All of life’s experiences contain some mix of both the richness of God’s most excellent Creation and the dying of the Fall that followed. (This is not to ignore the terror that fills some lives as if there is nothing good at all.)
In most things, the life of the first Garden is present and it is right and good to feel the grace and warmth of God’s gifts and His presence. But the brokenness and corruption that has followed the rebellion against the Creator, has infiltrated into everything. Our imperfection and the curse of judgement strip away the best of things leaving us with unreliable memories and unfulfilled longings.
Everything human, even when at its best, is often a disappointment.

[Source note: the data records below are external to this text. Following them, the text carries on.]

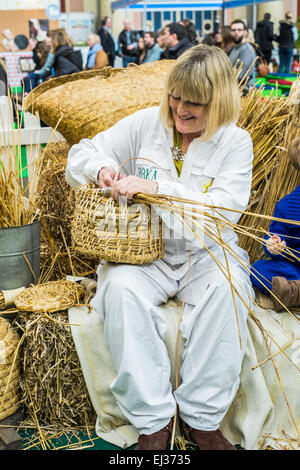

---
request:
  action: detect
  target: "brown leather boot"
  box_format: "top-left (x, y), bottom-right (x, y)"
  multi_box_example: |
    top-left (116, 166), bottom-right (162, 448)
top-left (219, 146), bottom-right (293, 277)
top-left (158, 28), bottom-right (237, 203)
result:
top-left (272, 276), bottom-right (300, 312)
top-left (134, 418), bottom-right (173, 450)
top-left (179, 419), bottom-right (237, 450)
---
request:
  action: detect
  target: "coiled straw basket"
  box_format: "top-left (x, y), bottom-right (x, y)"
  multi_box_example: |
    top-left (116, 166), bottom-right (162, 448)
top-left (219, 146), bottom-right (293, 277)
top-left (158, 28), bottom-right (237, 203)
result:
top-left (71, 185), bottom-right (164, 264)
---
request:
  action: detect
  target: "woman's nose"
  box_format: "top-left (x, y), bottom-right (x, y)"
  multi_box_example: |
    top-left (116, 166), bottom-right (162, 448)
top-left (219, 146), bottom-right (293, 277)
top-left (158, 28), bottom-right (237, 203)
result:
top-left (177, 99), bottom-right (186, 114)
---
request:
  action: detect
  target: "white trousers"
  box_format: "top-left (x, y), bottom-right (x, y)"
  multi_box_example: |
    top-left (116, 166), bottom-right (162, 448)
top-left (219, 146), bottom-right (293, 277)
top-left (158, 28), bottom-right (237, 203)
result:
top-left (92, 248), bottom-right (253, 434)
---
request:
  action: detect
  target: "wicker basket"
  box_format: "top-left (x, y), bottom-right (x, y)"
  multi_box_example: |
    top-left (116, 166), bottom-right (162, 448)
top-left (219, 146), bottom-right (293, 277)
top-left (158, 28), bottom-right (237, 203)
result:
top-left (71, 185), bottom-right (164, 264)
top-left (24, 60), bottom-right (174, 145)
top-left (15, 280), bottom-right (84, 313)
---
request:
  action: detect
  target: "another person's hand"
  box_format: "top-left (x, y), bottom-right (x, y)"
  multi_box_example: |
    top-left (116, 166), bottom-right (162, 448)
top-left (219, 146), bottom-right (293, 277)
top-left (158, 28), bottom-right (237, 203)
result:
top-left (98, 166), bottom-right (125, 188)
top-left (266, 235), bottom-right (286, 255)
top-left (111, 175), bottom-right (158, 202)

This would be a weary reality to live with year after year if it were not for one profound truth. God has powerfully declared that it will not be so forever; not because He will destroy but because He will restore and renew through the rule of His Son. There will be a New Creation; new heavens, new earth; all things reconciled to God through Jesus and filled with peace.
This new day has already shone into the world; first on the cross of Jesus and then in the resurrection life granted to all who believe in Him. And beyond that we wait for the day of final liberation when all is revealed and the curse of death no more. Another way of saying this is that we now live eschatologically: we live towards the future and the future flavours the everyday experiences as well as our memories of the past. There is nothing in this of the escapist form of faith that we often hear in which it is all about getting away from the earth into heaven. Where will heaven be when Jesus returns with the New Jerusalem? It will be here: heaven and earth integrated as one and fully cleaned up for the full presence of God.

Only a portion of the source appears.